• When implementing a deep neural network, one of the debugging tools often used to check the correctness of the code is work through the dimensions and matrix involved.


  • deep-networks-dimensions
  • In above figure, Capital L is equal to 5, i.e. not counting the input layer, there are five layers here, so four hidden layers and one output layer.


  • And so if you implement forward propagation, the steps will be: \( Z^{[1]} = W^{[1]}*A^{[0]} + B^{[1]} \\ A^{[1]} = g(Z^{[1]}) \\ Z^{[2]} = W^{[2]}*A^{[1]} + B^{[2]} \\ A^{[2]} = g(Z^{[2]}) \\ Z^{[3]} = W^{[3]}*A^{[2]} + B^{[3]} \\ A^{[3]} = g(Z^{[3]}) \\ Z^{[4]} = W^{[4]}*A^{[3]} + B^{[4]} \\ A^{[4]} = g(Z^{[4]}) Z^{[5]} = W^{[5]}*A^{[4]} + B^{[5]} \\ \hat{Y} = A^{[5]} = g(Z^{[5]}) \\ \)


  • Now this first hidden layer has three hidden units. So using the notation we had from the previously, we have that \( n^{[1]} \), which is the number of hidden units in layer 1, is equal to 3.


  • And here we would have the \( n^{[2]} \) is equal to 5, \( n^{[3]} \) is equal to 4, \( n^{[4]} \) is equal to 2, and \( n^{[5]} \) is equal to 1.


  • And finally, for the input layer, we also have \( n^{[0]} \) = nx = 2.

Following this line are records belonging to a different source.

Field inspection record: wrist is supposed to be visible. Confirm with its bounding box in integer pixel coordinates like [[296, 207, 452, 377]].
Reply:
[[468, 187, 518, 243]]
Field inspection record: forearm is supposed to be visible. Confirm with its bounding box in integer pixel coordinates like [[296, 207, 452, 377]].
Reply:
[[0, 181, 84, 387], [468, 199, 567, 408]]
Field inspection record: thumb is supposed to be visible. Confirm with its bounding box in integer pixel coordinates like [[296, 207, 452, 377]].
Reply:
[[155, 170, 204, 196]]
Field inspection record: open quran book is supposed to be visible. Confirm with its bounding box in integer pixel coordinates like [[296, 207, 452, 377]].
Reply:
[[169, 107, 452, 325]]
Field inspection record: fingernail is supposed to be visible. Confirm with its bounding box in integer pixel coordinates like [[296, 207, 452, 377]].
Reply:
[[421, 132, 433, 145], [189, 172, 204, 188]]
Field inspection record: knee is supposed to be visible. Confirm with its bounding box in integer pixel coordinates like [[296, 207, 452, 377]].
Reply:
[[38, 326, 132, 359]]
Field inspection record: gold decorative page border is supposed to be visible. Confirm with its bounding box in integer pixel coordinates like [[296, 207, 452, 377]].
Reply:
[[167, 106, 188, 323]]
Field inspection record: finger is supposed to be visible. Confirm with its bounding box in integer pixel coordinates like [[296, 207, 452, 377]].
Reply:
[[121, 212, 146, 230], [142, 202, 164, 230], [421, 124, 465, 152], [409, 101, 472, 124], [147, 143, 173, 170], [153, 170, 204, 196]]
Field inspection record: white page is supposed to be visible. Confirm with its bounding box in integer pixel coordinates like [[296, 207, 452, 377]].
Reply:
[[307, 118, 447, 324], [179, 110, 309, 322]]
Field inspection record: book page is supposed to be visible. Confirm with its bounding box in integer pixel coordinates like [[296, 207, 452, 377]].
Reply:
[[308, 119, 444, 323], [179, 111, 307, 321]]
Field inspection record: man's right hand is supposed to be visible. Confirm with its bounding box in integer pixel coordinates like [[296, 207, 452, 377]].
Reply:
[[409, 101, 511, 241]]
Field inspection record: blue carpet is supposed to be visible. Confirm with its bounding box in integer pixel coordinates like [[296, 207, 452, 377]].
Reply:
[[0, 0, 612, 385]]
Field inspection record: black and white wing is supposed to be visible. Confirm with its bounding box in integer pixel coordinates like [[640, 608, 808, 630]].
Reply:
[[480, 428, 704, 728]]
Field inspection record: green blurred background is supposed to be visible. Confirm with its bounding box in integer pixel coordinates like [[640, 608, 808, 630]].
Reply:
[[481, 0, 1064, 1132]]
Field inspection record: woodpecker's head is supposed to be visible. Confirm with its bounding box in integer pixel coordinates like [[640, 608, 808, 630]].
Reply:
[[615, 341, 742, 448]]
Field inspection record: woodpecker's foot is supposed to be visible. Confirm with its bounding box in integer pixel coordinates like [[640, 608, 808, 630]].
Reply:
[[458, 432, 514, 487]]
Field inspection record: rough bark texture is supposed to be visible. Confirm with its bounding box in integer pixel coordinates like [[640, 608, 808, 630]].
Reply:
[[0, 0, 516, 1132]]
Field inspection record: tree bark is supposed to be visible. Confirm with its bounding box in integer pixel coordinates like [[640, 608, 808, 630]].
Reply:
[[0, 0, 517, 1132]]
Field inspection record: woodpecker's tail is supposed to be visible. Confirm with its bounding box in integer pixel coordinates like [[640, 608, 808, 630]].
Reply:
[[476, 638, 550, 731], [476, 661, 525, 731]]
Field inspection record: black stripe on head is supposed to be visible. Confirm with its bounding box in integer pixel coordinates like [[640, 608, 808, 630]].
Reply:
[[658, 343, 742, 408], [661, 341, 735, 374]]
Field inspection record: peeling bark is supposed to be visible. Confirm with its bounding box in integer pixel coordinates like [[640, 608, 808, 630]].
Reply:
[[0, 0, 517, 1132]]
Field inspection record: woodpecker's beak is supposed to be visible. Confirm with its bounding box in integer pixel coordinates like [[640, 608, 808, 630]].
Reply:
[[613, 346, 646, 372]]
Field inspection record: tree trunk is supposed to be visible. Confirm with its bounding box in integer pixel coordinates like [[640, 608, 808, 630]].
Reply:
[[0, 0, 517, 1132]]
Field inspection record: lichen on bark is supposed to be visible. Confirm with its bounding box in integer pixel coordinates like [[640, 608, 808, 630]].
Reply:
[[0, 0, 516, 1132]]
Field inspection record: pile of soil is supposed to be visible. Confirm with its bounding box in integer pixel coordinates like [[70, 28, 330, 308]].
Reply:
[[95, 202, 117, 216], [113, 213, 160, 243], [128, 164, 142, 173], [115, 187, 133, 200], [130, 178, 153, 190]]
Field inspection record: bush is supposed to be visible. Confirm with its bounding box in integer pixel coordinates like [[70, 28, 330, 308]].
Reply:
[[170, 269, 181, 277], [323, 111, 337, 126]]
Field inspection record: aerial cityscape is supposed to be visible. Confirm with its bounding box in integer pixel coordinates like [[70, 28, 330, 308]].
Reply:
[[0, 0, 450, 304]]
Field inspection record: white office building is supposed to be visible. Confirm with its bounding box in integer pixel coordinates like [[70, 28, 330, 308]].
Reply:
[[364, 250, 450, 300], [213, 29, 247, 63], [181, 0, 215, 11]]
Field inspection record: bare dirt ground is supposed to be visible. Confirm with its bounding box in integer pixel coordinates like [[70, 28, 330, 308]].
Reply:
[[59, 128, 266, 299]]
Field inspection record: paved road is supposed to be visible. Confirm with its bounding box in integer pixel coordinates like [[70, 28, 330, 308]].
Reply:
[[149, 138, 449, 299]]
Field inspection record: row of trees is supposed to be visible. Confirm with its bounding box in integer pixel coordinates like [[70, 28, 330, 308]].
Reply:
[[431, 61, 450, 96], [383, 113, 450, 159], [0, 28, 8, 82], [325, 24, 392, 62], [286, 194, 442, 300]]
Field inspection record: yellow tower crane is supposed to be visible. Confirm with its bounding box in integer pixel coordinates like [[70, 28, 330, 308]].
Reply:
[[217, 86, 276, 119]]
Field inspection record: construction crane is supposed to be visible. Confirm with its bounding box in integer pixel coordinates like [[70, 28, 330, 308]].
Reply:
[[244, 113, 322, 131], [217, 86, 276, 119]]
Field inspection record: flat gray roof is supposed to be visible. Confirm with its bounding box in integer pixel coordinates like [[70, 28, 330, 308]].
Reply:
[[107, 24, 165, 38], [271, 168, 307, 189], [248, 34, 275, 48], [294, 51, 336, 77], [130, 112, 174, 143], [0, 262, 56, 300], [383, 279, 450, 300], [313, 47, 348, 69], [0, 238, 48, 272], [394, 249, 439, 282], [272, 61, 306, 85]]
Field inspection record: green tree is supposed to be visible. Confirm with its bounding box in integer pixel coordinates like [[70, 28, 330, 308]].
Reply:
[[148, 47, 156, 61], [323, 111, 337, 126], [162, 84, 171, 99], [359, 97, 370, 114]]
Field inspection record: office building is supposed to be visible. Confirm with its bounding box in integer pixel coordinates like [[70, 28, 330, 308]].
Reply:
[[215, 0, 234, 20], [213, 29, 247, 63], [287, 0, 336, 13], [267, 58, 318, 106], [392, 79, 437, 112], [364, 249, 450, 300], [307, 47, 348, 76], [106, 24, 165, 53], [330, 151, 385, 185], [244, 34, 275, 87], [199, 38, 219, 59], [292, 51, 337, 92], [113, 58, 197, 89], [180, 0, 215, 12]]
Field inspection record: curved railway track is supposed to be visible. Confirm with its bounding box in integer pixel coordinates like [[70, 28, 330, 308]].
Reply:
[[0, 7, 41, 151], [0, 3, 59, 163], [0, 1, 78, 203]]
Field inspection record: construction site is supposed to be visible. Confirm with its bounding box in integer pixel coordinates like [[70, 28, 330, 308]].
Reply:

  • So now, let's think about the dimensions of z, w, and x. z is the vector of activations for this first hidden layer, so z is going to be 3 by 1, it's going to be a 3-dimensional vector.


  • So I'm going to write it a \( n^{[1]} \) by 1-dimensional vector, \( n^{[1]} \) by 1-dimensional matrix, all right, so 3 by 1 in this case.


  • Now about the input features x, we have two input features.


  • So x is in this example 2 by 1, but more generally, it would be \( n^{[0]} \) by 1.


  • So what we need is for the matrix \( w^{[1]} \) to be something that when we multiply an \( n^{[0]} \) by 1 vector to it, we get an \( n^{[1]} \) by 1 vector


  • So you have a three dimensional vector equals something times a two dimensional vector.


  • And so by the rules of matrix multiplication, this has got be a 3 by 2 matrix because a 3 by 2 matrix times a 2 by 1 matrix, or times the 2 by 1 vector, that gives you a 3 by 1 vector.


  • And more generally, this is going to be an \( n^{[1]} \) by \( n^{[0]} \) dimensional matrix.


  • So what we figured out here is that the dimensions of \( w^{[1]} \) has to be \( n^{[1]} \) by \( n^{[0]} \).


  • And more generally, the dimensions of \( w^{[L]} \) must be \( n^{[L]} \) by \( n^{[L]} \) minus 1. So for example, the dimensions of \( w^{[2]} \) , for this, it would have to be 5 by 3, or it would be \( n^{[2]} \) by \( n^{[1]} \). Because we're going to compute \( z^{[2]} \) as \( w^{[2]} \) times \( a^{[1]} \) (let's ignore the bias for now).


  • So the general formula to check is that when you're implementing the matrix for layer L, that the dimension of that matrix be \( n^{[L]} \) by \( n^{[L-1]} \).


  • Let's think about the dimension of this vector b. The general rule is that \( b^{[L]} \) should be \( n^{[L]} \) by 1 dimensional.


  • So hopefully these two equations help you to double check that the dimensions of your matrices w, as well as your vectors p, are the correct dimensions.


  • And of course, if you're implementing back propagation, then the dimensions of dw should be the same as the dimension of w.


  • So dw should be the same dimension as w, and db should be the same dimension as b.


  • Now the other key set of quantities whose dimensions to check are these z, x, as well as \( a^{[L]} \) because \( z^{[L]} \) is equal to \( g(a^{[L]} \), applied element wise, then z and a should have the same dimension in these types of networks.